Join the lecture live on our YouTube channel
Summary
Over the past two decades, awareness of air pollution and its health impacts have changed dramatically. What was once a specialist topic of little interest to the public, is now a hot topic that can make or break political campaigns. Driving this transformation is more robust evidence of how breathing polluted air affects our health, coupled with more accessible methods to inform populations and policy makers of these risks. New technology, datasets and models can uncover increasingly precise patterns and associations between our health and the environment. However, in this age of ‘big data’, it is easy to forget that behind every statistic is a person.

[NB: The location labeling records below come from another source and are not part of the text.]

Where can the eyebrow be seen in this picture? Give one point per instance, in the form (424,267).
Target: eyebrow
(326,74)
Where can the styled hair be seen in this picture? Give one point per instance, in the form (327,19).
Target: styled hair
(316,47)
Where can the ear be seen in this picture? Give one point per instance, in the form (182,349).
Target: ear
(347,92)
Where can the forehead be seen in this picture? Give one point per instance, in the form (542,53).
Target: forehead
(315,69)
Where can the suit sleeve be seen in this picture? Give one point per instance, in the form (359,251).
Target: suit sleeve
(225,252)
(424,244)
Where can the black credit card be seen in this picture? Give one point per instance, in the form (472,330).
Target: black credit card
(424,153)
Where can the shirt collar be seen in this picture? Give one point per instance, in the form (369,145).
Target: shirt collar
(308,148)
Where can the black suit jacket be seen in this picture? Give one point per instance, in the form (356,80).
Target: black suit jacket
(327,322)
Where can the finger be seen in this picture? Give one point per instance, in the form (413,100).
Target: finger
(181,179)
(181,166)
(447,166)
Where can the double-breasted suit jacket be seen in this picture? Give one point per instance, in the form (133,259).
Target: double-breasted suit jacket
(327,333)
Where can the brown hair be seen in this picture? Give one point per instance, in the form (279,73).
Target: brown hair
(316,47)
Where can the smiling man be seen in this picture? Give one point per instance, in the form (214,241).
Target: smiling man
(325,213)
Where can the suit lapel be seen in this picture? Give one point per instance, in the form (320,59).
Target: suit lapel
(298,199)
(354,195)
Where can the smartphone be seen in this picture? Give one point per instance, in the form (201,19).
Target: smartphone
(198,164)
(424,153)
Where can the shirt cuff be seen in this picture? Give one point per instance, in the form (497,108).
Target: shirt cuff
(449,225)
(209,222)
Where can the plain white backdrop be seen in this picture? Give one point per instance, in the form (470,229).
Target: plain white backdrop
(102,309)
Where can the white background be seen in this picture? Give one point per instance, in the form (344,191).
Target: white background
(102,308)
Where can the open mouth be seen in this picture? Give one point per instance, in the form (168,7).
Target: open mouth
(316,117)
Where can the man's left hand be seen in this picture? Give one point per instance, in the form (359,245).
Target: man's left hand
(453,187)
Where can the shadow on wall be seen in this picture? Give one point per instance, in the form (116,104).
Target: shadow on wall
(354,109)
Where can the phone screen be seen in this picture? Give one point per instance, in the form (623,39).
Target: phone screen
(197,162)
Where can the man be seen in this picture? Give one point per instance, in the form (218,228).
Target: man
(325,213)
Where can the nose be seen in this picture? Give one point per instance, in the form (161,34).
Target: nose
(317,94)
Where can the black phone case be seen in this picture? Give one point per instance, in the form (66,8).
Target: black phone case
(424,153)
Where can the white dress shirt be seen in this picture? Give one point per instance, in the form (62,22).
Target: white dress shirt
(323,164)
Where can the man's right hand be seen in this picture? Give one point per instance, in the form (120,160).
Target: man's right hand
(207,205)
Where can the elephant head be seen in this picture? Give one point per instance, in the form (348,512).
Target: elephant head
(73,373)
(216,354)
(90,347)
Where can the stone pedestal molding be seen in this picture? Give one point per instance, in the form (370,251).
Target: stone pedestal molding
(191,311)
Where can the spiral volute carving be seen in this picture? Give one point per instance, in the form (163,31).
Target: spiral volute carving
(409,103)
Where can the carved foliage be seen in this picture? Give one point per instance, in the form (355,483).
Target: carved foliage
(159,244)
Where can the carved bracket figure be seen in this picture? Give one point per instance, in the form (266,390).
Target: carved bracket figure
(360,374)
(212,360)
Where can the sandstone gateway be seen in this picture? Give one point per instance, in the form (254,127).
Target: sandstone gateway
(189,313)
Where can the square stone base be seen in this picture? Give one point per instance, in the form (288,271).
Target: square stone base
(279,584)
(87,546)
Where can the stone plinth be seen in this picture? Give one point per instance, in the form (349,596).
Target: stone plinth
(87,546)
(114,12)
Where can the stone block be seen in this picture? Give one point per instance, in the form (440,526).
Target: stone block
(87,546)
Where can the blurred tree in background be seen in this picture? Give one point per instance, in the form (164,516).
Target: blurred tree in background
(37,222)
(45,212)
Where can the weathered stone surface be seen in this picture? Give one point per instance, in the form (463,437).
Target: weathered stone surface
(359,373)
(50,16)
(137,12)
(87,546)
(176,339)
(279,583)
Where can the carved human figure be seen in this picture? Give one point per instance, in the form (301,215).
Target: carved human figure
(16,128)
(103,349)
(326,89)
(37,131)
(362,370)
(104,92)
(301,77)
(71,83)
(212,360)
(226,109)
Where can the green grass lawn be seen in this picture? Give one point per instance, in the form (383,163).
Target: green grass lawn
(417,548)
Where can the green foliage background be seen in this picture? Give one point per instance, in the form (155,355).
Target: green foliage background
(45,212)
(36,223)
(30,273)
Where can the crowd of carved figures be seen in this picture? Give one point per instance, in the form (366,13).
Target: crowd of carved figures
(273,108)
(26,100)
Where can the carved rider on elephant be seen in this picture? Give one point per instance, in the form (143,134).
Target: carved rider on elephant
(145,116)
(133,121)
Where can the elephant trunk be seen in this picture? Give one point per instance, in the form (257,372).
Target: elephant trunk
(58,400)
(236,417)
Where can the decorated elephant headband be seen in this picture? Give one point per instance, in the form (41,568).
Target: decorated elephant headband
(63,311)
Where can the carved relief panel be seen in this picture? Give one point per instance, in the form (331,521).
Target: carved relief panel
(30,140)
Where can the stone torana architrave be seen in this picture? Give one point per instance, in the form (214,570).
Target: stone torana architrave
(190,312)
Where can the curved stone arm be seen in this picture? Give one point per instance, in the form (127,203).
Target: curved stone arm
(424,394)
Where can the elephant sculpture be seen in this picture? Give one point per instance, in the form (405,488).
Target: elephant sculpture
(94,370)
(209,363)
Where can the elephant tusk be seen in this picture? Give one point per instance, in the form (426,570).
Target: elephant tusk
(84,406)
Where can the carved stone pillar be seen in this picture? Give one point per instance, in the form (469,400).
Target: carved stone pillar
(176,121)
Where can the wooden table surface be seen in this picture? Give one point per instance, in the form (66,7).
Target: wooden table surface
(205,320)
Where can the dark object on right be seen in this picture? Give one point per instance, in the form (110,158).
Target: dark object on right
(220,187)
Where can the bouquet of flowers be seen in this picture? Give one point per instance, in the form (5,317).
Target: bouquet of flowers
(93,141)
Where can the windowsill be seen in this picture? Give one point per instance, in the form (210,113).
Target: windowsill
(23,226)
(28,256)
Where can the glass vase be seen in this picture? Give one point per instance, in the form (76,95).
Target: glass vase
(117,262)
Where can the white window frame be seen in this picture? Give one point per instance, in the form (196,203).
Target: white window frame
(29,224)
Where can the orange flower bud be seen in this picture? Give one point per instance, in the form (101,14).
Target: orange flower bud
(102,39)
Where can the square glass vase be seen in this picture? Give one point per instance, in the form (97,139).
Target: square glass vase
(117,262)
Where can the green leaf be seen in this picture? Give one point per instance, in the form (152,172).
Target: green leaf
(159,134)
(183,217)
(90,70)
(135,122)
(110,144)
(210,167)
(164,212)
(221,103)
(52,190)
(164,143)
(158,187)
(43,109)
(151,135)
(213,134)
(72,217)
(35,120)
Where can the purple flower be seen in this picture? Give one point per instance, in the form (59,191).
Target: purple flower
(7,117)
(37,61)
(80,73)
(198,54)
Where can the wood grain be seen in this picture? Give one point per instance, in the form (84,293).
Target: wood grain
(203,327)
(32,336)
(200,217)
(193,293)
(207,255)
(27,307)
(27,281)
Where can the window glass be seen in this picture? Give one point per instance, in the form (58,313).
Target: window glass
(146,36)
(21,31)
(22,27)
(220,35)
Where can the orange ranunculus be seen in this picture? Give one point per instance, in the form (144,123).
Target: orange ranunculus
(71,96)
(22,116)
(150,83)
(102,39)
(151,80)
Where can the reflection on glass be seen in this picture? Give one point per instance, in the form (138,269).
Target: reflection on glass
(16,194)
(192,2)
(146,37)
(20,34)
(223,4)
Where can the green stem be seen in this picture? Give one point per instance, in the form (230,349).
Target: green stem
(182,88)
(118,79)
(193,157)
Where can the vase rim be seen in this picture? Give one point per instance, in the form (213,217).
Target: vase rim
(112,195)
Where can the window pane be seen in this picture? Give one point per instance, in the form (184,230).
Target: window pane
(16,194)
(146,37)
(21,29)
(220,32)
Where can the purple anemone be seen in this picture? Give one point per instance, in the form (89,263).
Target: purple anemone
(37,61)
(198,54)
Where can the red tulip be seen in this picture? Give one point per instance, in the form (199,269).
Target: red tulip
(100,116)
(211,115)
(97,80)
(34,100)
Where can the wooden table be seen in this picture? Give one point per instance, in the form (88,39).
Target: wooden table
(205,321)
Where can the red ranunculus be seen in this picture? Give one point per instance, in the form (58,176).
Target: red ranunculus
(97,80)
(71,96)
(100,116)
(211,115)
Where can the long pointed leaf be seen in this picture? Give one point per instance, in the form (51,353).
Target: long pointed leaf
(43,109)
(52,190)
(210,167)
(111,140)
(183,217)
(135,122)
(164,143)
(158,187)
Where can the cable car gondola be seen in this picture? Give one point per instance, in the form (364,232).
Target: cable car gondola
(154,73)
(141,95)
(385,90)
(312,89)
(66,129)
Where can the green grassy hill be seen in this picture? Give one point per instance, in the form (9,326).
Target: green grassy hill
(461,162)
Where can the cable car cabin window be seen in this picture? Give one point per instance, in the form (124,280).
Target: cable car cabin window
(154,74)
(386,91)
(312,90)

Ben Barratt is a Professor of Environmental Exposures and Public Health at Imperial College London. For the past 25 years he has worked to improve the health of populations through better air quality. His team have been instrumental in advancing the field of air pollution exposure science in clinical, epidemiological and behavioural studies. In his inaugural lecture he will explore how we can improve public health by empowering the most vulnerable in society, from miniaturised technology through to knitting. He will tell the story of individuals, who, without the use of AI or machine learning, have driven change by helping to make the invisible visible, the irrelevant relevant and the distant local.
Biography
Ben Barratt is a Professor in Environmental Exposures and Public Health and Deputy Director of the Environmental Research Group. The early part of his career utilised a foundation in measurement techniques and data handling to develop analysis methods to characterise sources, trends and behaviour in urban air pollution. He helped to establish the London Air Quality Network and created the Breathe London initiative. The aim of more recent research is to improve the resolution of environmental exposure assessments for panel, cohort and large-scale population studies. This is linked to the development of tools to allow the public to make informed choices to reduce their own exposure to indoor and outdoor air pollution. His research is often in collaboration with international multidisciplinary teams ranging from toxicology and population health through to behavioural science and policy development. Much of the focus of his work is on global air quality, primarily in China and Sub-Saharan Africa.